In a genetic risk model based on HLA-DQ genotype and ten non-HLA susceptibility SNPs, the presence of 13 or more risk alleles in an individual implied an odds ratio of 6.2 (95 % confidence interval 4.1–9.3) for CD, compared to individuals with 5 or fewer risk alleles [56]. An intermediate HLA-genotype risk combined with 13 non-HLA risk alleles led to an increased risk for CD (odds ratio 6.1) comparable to a high HLA-genotype risk combined with no non-HLA risk alleles (odds ratio 6.2) [56].

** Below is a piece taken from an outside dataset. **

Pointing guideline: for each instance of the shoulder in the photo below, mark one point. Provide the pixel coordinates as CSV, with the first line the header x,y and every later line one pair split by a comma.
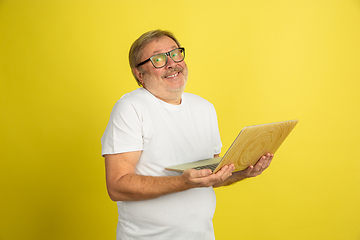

The combination of HLA-DQ genotype and the 57 known non-HLA susceptibility SNPs in a genetic risk score leads to a further increase in accuracy of the genetic risk score, with 11 % of the individuals being reclassified to a more accurate risk group. This combination shows a moderate discriminative accuracy with an area under the receiver operating characteristic (ROC) curve of 0.854, corresponding with a chance of 85 % to classify a random CD patient correctly as having a higher risk for the disease than a random individual without CD (J. Romanos et al. unpublished data). However, there is still a large overlap in genetic risk scores between CD patients and healthy individuals, as shown by the percentage of patients and healthy controls classified at intermediate risk: 51 % of the patients and 40 % of the healthy controls. The high-risk category, consisting of the top 25 % of genetic risk scores, has a sensitivity of 43 % and a specificity of 93 %. The positive predictive value for the high-risk category is estimated to be 6 % at a CD prevalence of 1 % and 43 % for a high-risk population with an a priori risk of 10 %. In both situations, the negative predictive value is expected to be higher than 99 %. With a prospective cohort study, the positive and negative predictive values of a genetic prediction model can be estimated more accurately. For example, the PreventCD Study encompasses a European multicenter study among high-risk CD families, in which approximately 1000 newborns who tested positive for HLA-DQ2, and/or HLA-DQ8 will be genotyped in more detail [57].

New insights into genetic risk factors, including their interaction with environmental factors, may contribute to further refining of the prediction models. Genetic data will probably need to be combined with other biomarkers in order to identify subgroups that can usefully guide follow-up and treatment [58].

An important aspect of genetic studies remains the discovery of causal genetic variants and new pathways, including the pathways shared with other immune-related diseases. These may eventually contribute to the identification of new therapeutic targets.